Ecosyste.ms: Awesome

An open API service indexing awesome lists of open source software.

Awesome Lists | Featured Topics | Projects

https://github.com/algebraicjulia/algebraicrelations.jl

Relational Algebra, now with more algebra!
https://github.com/algebraicjulia/algebraicrelations.jl

algebra algebraic-structures category-theory relational relational-algebra relational-databases

Last synced: 8 days ago
JSON representation

Relational Algebra, now with more algebra!

Awesome Lists containing this project

README 

        
#  AlgebraicRelations.jl



[![Stable Documentation](https://img.shields.io/badge/docs-stable-blue.svg)](https://AlgebraicJulia.github.io/AlgebraicRelations.jl/stable)

[![Development Documentation](https://img.shields.io/badge/docs-dev-blue.svg)](https://AlgebraicJulia.github.io/AlgebraicRelations.jl/dev)

[![Code Coverage](https://codecov.io/gh/AlgebraicJulia/AlgebraicRelations.jl/branch/main/graph/badge.svg)](https://codecov.io/gh/AlgebraicJulia/AlgebraicRelations.jl)

[![CI/CD](https://github.com/AlgebraicJulia/AlgebraicRelations.jl/actions/workflows/julia_ci.yml/badge.svg)](https://github.com/AlgebraicJulia/AlgebraicRelations.jl/actions/workflows/julia_ci.yml)



![Tests](https://github.com/AlgebraicJulia/AlgebraicRelations.jl/workflows/Tests/badge.svg)

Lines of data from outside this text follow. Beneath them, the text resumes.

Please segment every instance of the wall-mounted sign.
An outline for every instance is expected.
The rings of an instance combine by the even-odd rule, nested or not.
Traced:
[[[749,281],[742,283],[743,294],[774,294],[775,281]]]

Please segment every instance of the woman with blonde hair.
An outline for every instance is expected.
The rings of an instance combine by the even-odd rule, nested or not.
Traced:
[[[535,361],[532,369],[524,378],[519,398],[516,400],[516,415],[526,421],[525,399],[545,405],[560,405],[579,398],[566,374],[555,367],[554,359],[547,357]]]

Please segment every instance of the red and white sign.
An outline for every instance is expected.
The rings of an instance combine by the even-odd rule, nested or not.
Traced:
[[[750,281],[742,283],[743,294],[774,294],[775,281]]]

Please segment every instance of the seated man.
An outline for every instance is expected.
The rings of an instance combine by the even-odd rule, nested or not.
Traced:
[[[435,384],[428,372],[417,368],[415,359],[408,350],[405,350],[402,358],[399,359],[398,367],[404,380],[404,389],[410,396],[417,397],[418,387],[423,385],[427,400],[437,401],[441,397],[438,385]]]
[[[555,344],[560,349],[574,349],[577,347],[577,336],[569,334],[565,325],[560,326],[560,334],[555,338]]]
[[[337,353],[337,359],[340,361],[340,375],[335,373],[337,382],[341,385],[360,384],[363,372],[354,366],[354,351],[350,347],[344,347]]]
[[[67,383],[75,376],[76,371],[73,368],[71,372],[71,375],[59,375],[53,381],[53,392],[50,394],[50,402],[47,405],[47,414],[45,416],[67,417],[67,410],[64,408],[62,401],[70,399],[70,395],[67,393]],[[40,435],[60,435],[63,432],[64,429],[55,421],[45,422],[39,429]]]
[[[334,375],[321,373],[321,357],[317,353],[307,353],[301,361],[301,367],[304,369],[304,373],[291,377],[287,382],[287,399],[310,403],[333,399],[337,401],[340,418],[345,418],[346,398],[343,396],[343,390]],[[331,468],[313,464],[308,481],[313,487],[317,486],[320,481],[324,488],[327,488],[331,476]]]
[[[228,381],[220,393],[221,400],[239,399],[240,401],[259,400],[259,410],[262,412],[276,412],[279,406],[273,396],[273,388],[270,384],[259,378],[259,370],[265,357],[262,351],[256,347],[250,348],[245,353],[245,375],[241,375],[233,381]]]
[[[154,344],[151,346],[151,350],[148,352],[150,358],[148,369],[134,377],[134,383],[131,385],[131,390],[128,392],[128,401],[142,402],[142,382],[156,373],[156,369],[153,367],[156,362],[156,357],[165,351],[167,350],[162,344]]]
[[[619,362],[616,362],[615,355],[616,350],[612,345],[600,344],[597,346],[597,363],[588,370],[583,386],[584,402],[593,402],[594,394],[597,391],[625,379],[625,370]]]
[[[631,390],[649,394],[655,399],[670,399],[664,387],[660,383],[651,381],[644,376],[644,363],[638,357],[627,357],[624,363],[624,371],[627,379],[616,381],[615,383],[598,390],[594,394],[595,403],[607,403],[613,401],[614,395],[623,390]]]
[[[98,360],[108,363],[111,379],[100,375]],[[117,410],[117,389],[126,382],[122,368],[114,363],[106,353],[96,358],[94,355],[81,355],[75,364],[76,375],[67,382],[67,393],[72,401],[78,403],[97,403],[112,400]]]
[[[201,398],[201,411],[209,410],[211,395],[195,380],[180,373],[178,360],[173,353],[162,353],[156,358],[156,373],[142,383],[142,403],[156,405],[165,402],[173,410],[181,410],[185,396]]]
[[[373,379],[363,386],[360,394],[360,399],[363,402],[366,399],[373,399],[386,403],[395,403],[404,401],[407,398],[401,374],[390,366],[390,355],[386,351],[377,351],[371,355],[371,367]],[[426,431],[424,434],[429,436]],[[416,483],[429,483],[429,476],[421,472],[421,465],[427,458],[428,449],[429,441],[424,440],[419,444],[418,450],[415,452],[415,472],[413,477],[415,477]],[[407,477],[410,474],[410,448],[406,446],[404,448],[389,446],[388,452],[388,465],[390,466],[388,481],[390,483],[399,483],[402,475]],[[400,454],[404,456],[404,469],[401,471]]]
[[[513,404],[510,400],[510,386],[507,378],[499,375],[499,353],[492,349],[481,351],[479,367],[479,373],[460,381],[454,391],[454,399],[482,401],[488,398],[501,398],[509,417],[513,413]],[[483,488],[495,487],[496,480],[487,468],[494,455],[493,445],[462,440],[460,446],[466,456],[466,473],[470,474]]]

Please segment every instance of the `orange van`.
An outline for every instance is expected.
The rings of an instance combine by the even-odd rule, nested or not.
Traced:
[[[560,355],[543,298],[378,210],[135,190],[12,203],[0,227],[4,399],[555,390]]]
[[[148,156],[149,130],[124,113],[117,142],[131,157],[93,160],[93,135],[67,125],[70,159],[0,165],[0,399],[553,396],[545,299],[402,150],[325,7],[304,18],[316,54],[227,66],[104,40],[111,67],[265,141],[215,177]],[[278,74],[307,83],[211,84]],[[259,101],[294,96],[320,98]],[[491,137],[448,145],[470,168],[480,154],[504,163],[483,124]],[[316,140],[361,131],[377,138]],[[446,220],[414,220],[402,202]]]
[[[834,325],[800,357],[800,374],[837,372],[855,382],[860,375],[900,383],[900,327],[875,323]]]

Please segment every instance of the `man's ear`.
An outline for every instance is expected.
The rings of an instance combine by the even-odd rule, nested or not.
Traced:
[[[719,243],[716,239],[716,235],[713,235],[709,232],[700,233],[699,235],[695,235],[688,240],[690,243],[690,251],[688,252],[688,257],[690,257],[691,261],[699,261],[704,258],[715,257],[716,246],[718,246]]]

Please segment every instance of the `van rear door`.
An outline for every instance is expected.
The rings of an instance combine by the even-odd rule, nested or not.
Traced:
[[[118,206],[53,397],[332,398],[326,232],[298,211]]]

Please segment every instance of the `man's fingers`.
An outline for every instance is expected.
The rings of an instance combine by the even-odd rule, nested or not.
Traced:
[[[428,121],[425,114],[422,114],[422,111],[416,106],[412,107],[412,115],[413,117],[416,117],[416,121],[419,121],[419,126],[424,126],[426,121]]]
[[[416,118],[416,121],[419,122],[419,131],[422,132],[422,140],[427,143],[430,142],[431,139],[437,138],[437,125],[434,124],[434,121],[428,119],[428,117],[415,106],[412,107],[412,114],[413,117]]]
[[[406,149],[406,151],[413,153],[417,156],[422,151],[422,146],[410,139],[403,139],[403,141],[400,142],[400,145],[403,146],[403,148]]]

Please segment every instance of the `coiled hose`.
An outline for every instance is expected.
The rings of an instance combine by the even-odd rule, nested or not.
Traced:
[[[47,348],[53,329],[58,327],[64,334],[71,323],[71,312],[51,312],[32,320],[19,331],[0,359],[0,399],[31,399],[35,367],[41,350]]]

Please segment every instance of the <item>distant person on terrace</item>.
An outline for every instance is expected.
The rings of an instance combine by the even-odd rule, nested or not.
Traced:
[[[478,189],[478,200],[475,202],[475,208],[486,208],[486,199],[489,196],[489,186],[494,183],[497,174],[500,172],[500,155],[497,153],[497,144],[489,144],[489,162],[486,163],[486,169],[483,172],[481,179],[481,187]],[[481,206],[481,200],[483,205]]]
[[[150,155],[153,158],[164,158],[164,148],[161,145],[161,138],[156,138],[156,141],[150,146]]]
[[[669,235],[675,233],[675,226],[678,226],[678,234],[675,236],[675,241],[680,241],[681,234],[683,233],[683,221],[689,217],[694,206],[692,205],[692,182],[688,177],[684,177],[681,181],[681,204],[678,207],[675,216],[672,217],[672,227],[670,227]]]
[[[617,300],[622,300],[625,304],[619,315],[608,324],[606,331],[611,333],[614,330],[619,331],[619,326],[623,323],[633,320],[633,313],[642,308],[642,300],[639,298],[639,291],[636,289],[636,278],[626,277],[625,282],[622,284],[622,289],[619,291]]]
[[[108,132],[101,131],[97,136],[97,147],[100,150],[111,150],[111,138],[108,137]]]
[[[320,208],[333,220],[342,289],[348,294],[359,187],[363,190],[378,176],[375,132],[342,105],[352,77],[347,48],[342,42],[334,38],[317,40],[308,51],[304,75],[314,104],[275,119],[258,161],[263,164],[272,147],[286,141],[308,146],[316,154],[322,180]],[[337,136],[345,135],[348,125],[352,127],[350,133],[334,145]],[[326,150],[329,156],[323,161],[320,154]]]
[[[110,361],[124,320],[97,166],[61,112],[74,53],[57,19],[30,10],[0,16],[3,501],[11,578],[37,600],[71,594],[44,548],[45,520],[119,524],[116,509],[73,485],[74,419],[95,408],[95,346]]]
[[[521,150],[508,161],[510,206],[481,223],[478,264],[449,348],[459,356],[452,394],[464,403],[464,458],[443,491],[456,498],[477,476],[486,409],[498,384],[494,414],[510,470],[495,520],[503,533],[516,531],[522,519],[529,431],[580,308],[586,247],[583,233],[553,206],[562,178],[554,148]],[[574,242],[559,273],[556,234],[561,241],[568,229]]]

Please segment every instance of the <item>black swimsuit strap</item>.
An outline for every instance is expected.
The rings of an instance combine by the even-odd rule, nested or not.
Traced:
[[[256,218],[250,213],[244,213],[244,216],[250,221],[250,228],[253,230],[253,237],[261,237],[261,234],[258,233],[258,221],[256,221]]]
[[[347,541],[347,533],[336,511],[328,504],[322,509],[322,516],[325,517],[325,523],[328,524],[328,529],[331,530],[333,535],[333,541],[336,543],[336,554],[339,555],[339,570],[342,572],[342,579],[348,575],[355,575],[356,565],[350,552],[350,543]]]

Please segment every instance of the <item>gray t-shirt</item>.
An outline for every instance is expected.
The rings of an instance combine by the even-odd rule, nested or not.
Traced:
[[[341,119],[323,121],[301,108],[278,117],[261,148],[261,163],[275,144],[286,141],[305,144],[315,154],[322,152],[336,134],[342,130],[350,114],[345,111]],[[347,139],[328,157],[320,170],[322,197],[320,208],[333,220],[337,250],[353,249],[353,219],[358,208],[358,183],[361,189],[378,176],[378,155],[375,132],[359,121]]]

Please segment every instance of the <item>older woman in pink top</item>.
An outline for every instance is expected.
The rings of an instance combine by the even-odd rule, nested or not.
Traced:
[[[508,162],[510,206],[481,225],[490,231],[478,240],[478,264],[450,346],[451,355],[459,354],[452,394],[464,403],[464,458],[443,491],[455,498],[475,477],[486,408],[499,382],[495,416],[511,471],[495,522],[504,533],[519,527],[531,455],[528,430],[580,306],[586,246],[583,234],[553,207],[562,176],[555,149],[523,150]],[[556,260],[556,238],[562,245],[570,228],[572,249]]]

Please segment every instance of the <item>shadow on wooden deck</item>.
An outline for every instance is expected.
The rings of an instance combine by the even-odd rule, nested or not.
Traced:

AlgebraicRelations.jl is a Julia library built to provide an intuitive and

elegant method for generating and querying a scientific database. This

package provides tooling for defining database schemas,

generating query visualizations, and connecting directly up to a PostgreSQL

server. This package is built on top of

[Catlab.jl](https://github.com/AlgebraicJulia/Catlab.jl) which is the

powerhouse behind its functions.



## Learning by Doing



The functions of this library may be best explained by showing an example

of how it can be used. This will be done in the steps of [Defining a

Schema](#defining-a-schema), [Creating Queries](#creating-queries), and

[Connecting to PostgreSQL](#connecting-to-postgresql).



### Defining a Schema



Within this library, we define database schemas based on the _presentation_ of a

workflow (more generally, the presentation of a symmetric monoidal category).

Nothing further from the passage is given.